Section 6, the selection of sanctions needs to be a carefully made judgment call that considers all relevant circumstances and events. This Appendix provides a list of questions that might form part of that judgment. This list of considerations is for guidance and is not prescriptive or exhaustive, and it does not imply any weighting of the considerations. - How long has the participant been active in the IETF? - Is there some exceptional circumstance? - Are there special circumstances that imply that the individual would not have seen or understood the pointers to and content of [BCP79]? - How late is the disclosure? Is the document already a working group document? How many revisions have been published? How much time has elapsed? Have last calls been held?
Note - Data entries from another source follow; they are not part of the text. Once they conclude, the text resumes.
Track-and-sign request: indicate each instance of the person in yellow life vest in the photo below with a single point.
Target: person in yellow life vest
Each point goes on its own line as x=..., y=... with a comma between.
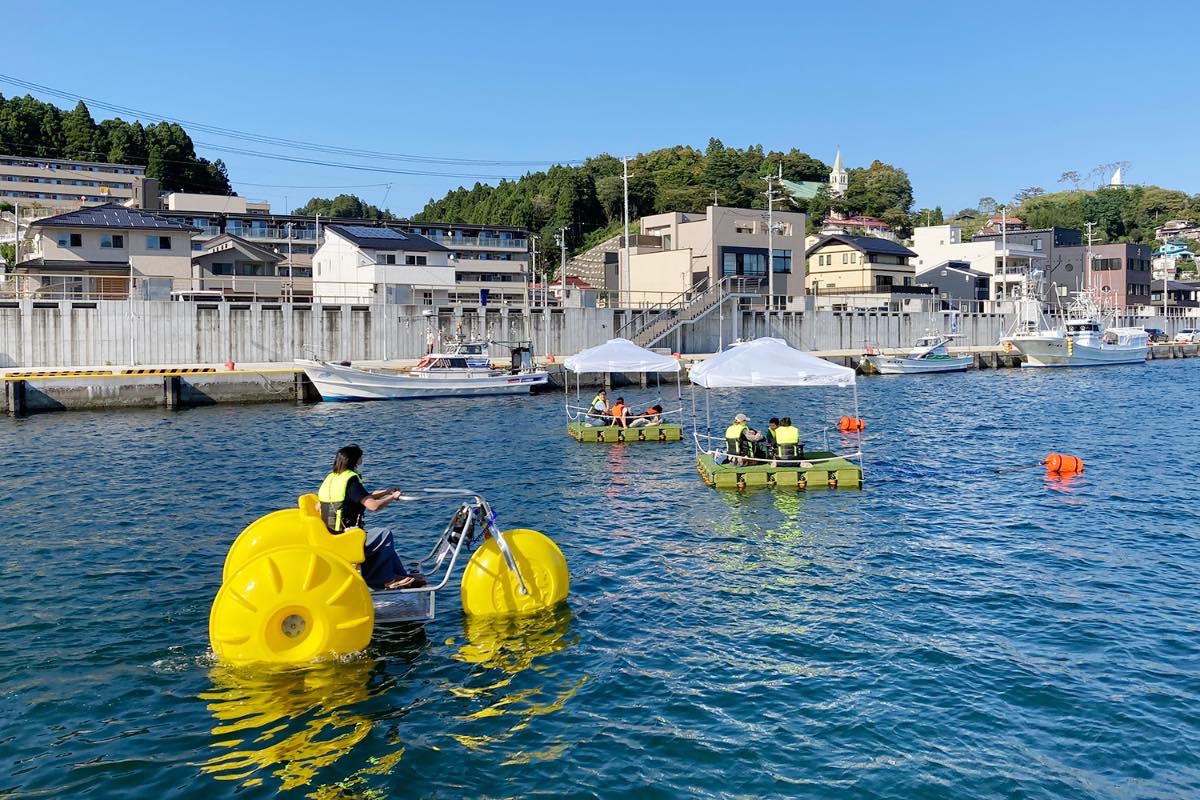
x=618, y=413
x=343, y=503
x=598, y=411
x=789, y=447
x=735, y=440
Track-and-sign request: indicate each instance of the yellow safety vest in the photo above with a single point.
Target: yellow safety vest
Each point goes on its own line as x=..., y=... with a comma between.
x=331, y=495
x=787, y=435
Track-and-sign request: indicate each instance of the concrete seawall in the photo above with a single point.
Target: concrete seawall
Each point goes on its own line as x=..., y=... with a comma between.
x=67, y=334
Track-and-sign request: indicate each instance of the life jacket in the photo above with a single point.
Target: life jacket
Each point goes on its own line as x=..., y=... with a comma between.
x=331, y=495
x=733, y=438
x=787, y=439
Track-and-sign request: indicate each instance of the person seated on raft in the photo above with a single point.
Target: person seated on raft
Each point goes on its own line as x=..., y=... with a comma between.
x=756, y=446
x=598, y=411
x=343, y=500
x=617, y=413
x=789, y=447
x=652, y=415
x=772, y=426
x=735, y=443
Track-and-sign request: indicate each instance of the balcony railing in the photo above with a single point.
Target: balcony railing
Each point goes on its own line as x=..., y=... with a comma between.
x=493, y=242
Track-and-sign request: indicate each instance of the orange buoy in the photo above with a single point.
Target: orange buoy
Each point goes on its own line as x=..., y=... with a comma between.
x=851, y=425
x=1063, y=464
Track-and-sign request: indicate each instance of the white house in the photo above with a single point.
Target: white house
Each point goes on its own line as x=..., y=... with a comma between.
x=1006, y=265
x=367, y=264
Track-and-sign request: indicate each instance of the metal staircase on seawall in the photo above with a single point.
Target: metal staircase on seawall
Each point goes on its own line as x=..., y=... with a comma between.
x=652, y=324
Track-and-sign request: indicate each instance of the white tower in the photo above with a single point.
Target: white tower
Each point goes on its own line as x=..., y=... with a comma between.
x=839, y=179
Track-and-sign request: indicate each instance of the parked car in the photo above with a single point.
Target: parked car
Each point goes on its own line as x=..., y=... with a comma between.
x=1157, y=335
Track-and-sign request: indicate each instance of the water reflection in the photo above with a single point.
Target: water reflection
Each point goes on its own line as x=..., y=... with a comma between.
x=523, y=690
x=287, y=722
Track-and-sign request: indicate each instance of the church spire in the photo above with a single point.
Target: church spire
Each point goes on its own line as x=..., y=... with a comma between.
x=839, y=179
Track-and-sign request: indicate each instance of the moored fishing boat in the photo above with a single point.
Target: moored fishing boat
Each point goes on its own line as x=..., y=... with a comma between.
x=929, y=354
x=438, y=374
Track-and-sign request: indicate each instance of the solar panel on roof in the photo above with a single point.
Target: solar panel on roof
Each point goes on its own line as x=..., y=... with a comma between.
x=372, y=233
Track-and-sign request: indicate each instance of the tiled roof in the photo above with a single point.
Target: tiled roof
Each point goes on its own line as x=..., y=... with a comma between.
x=111, y=215
x=387, y=239
x=867, y=245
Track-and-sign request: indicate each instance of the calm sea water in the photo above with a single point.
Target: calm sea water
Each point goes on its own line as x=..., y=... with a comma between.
x=946, y=632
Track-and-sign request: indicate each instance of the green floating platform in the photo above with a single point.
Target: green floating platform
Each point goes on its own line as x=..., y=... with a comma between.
x=610, y=434
x=825, y=470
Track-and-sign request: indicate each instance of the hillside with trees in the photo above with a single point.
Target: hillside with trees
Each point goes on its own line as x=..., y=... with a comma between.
x=1121, y=214
x=30, y=127
x=343, y=205
x=587, y=198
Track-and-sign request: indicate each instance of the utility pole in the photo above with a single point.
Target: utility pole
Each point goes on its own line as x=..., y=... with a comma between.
x=625, y=272
x=562, y=265
x=771, y=245
x=1087, y=260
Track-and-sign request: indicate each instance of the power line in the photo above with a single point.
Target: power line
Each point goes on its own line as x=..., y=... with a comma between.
x=295, y=144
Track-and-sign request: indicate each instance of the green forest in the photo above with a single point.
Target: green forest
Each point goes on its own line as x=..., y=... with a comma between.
x=587, y=198
x=30, y=127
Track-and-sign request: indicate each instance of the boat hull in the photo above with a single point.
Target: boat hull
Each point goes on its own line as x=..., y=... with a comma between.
x=901, y=366
x=342, y=384
x=1054, y=352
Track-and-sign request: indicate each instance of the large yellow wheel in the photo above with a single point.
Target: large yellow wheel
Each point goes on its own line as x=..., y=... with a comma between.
x=490, y=587
x=291, y=605
x=291, y=527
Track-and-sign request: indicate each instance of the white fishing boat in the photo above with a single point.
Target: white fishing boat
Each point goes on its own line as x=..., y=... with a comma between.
x=1081, y=340
x=930, y=354
x=438, y=374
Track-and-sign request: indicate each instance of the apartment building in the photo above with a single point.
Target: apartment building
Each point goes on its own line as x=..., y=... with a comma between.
x=490, y=262
x=375, y=264
x=61, y=184
x=681, y=251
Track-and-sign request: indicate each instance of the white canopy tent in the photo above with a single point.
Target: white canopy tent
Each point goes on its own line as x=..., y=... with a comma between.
x=618, y=356
x=768, y=362
x=621, y=355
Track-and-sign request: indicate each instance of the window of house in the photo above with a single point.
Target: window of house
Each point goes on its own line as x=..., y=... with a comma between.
x=781, y=260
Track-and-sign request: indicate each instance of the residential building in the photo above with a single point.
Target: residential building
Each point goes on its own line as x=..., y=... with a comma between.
x=1063, y=263
x=1120, y=272
x=679, y=252
x=108, y=241
x=1007, y=263
x=60, y=184
x=1177, y=230
x=841, y=265
x=856, y=226
x=955, y=281
x=228, y=266
x=373, y=264
x=1180, y=294
x=486, y=258
x=996, y=226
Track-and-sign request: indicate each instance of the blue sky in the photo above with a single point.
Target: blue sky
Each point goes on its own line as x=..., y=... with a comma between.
x=972, y=100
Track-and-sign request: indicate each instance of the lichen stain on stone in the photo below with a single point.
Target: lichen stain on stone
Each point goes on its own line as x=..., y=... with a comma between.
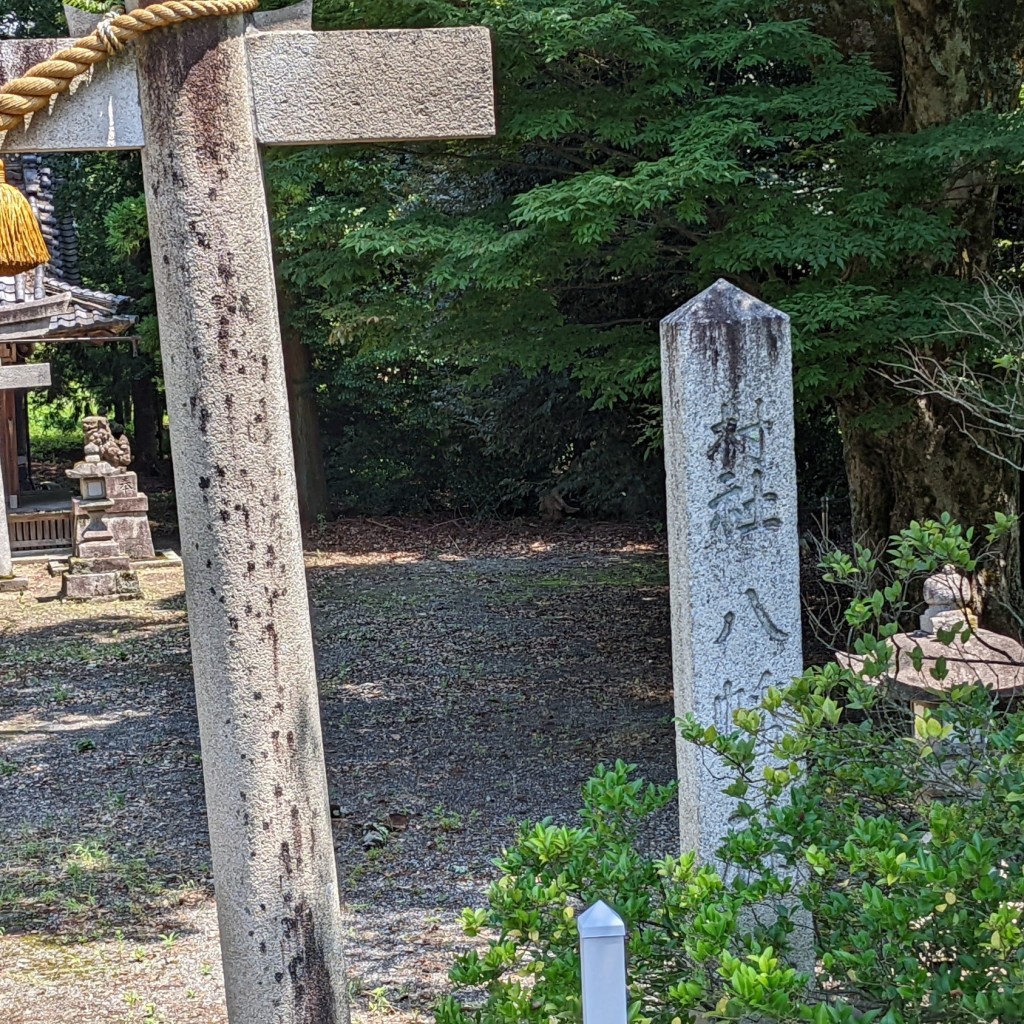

Has the work been published as an RFC? - Is the individual a minor contributor to the IETF work, or is the individual clearly a major contributor? - Is there a reason for the individual forgetting the existence of the IPR (for example, it was filed many years previous to the work in the IETF)? - Was the individual told by their company that disclosure was imminent, but then something different happened? - How speedy and humble was the individual's apology? - How disruptive to the IETF work are the disclosure and the associated license terms? A factor in this will be whether or not the IETF community sees the need to re-work the document. - Does the large number of patents that the individual has invented provide any level of excuse for failing to notice that one of their patents covered the IETF work?